Я попытался объяснить:
- Ну, это достаточно произвольно, потому что вырвано из контекста…
Гитлер не слушал:
- А вот что вы пишете по поводу морали и закона, - он, кажется, увлекся, - Восток игнорировал поклонение морали. Мораль для Востока – только средство… Закон – плот, чтобы перевезти человека через реку, а затем быть отброшенным в сторону…
- Понимаю, что вам могло понравиться в этой работе. «Для героя возможность разорвать любые узы, превзойти противопоставление добра и зла, чести и позора, добродетели и вины – путь, закон которого – собственная воля».
- Абсолютно верно, барон. Это чистая поэзия… «Раса существ с ужасным взглядом, раса Господ не имеет потребности в утешении, в Богах, в Провидении. Она движется свободно в своем мире, освобожденном от людских чувств, надежд, доктрин. веры и ценностей, ощущений, слов и страстей, и искуплена в своей природе, созданной из чистого могущества». Когда я это читал, в ушах у меня звучала музыка великого Вагнера. Поверьте, я получил истинное удовольствие от чтения этой работы!..
Произнося по памяти эту цитату, он оживился: поднялся с кресла, тряхнул головой. Его косая черная челка упала на лоб, и он, взметнув вверх руку отшлифованным жестом, резко откинул ее назад. Бледноватое лицо порозовело, в глазах появился блеск.
- А не пора ли нам перекусить и выпить чаю? - спросил он, заканчивая разговор.

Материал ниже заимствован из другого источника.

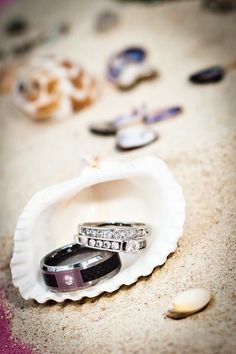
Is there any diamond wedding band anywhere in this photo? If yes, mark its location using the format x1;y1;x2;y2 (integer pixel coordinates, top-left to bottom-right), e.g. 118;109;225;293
75;222;150;253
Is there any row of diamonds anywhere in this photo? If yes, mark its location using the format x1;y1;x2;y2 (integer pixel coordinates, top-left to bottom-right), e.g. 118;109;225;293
88;238;121;251
80;227;149;240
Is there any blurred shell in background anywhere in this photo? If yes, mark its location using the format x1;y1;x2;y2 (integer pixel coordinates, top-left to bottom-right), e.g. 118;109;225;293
14;57;97;120
106;46;158;90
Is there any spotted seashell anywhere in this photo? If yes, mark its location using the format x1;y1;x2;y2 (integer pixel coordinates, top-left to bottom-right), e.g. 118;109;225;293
189;66;225;84
167;288;211;319
107;47;157;90
144;106;183;124
116;125;158;151
14;57;96;120
89;106;146;136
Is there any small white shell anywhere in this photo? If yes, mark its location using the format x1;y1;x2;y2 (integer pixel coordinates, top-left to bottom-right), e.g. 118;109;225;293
11;156;185;303
14;56;97;120
116;124;158;150
167;288;211;318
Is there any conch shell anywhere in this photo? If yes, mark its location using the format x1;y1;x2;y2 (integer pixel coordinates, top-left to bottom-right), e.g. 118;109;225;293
11;156;185;303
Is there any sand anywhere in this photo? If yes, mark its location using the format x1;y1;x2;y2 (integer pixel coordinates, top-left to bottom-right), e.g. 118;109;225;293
0;0;236;354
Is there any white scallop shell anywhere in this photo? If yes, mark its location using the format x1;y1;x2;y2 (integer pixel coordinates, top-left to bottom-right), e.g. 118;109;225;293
11;156;185;303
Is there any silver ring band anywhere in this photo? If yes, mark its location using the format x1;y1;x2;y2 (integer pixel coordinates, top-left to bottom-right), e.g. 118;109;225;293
75;222;150;253
40;243;121;292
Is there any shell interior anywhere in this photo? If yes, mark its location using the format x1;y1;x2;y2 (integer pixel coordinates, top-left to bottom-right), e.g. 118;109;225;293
11;157;185;303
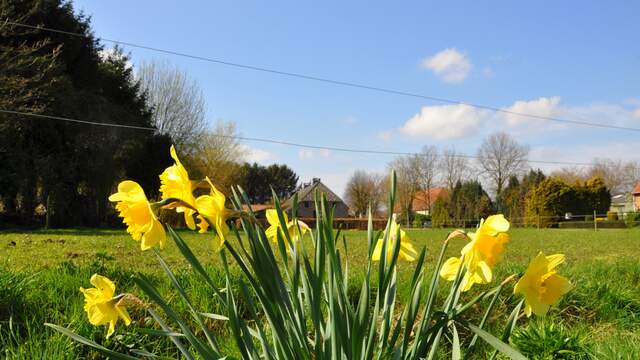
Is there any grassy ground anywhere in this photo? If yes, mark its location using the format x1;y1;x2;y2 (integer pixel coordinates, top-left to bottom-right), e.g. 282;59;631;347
0;229;640;359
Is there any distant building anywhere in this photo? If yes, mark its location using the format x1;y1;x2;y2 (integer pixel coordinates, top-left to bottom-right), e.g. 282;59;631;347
285;178;349;218
411;188;449;215
610;182;640;216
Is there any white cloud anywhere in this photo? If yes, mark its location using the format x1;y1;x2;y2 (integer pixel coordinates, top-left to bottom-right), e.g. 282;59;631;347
241;145;276;164
342;116;358;125
319;149;331;158
376;131;393;142
400;104;486;140
392;96;640;142
482;66;496;79
298;149;313;160
422;48;473;84
501;96;564;126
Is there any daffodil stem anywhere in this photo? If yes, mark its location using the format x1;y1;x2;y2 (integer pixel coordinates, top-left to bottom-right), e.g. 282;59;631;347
467;284;504;353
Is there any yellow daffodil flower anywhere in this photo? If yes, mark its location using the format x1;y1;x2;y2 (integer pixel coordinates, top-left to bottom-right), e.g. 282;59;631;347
195;177;229;250
80;274;131;338
371;216;418;261
513;253;571;316
265;209;309;249
160;145;196;230
109;180;166;250
440;214;509;291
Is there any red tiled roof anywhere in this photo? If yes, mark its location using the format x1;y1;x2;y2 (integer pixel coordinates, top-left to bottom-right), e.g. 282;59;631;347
411;188;449;211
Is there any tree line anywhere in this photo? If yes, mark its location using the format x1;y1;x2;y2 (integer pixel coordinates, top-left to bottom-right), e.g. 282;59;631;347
0;0;298;227
345;132;640;226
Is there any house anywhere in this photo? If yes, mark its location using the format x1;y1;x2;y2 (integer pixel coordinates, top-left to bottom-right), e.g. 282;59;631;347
631;182;640;211
284;178;349;218
411;188;449;215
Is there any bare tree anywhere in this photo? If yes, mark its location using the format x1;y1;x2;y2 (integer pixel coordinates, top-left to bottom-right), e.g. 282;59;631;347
478;132;529;202
585;158;640;194
138;62;206;153
418;146;440;214
439;148;469;192
345;170;384;217
186;121;247;192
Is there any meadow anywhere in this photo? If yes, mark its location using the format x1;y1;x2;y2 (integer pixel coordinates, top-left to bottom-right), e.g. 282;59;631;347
0;228;640;359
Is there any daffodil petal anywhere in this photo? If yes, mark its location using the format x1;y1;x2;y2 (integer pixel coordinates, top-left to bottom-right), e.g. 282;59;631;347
440;257;461;281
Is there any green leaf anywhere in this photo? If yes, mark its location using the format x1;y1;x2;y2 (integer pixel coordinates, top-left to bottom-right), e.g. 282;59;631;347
451;323;462;360
200;313;229;321
44;323;137;360
138;328;184;337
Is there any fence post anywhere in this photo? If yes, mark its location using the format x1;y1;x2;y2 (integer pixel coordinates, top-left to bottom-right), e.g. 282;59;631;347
44;194;51;230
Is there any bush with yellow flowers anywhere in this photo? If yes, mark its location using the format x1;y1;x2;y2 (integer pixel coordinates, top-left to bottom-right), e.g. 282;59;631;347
47;147;571;359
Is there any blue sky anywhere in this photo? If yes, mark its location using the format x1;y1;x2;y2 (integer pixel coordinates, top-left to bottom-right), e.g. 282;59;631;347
74;1;640;194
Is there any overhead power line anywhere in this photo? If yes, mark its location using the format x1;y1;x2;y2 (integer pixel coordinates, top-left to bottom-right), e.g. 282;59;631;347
0;109;632;166
0;109;156;131
5;19;640;132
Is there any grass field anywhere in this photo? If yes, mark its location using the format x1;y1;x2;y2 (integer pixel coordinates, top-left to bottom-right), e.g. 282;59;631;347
0;229;640;359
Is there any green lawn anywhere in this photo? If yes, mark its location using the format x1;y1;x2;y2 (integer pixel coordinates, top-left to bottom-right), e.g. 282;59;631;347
0;229;640;359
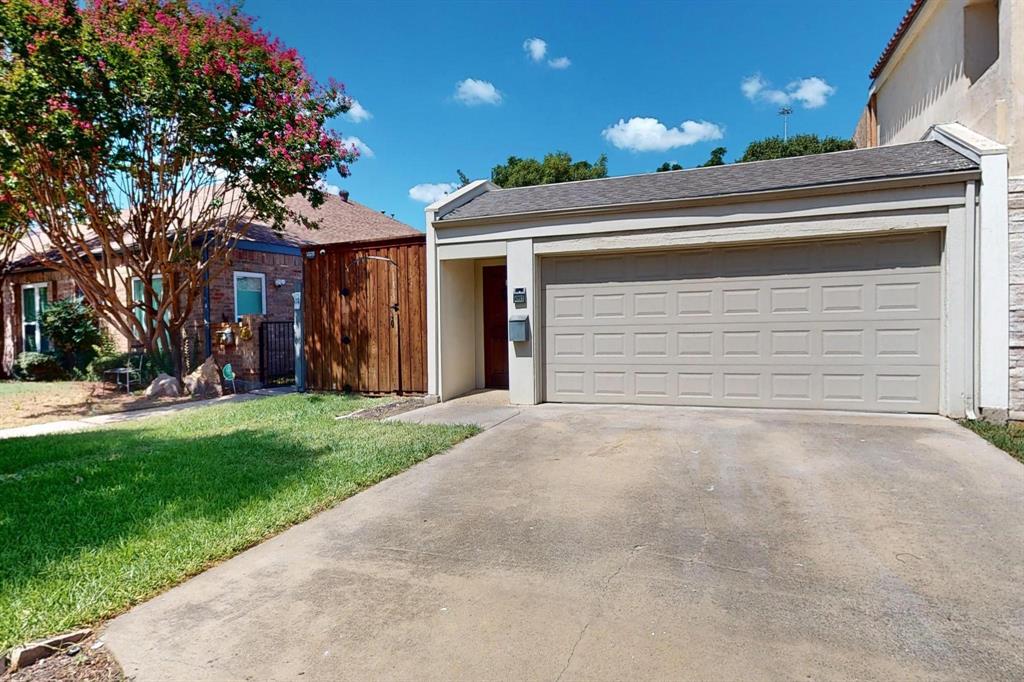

Вернусь к той фотографии. После приглашения участвовать в фотосъемке было понятно, что фюрер остался в приподнятом настроении после разговора со мной. Мне, в принципе, не стоило расстраиваться: как философ я понимал, что люди, тем более такие люди, воспринимают мои идеи со своей позиции и имеют право на критику. Но когда я стоял в группе улыбающихся военных – верхушки Третьего Рейха – мне вдруг привиделось, что я стою среди мертвецов. У одних был след от пули на виске, у других шрам от веревки на шее. Меня парализовал ужас. Я отвернул голову в сторону, пытаясь прийти в себя... В тот самый момент фотограф крикнул : «Снято!»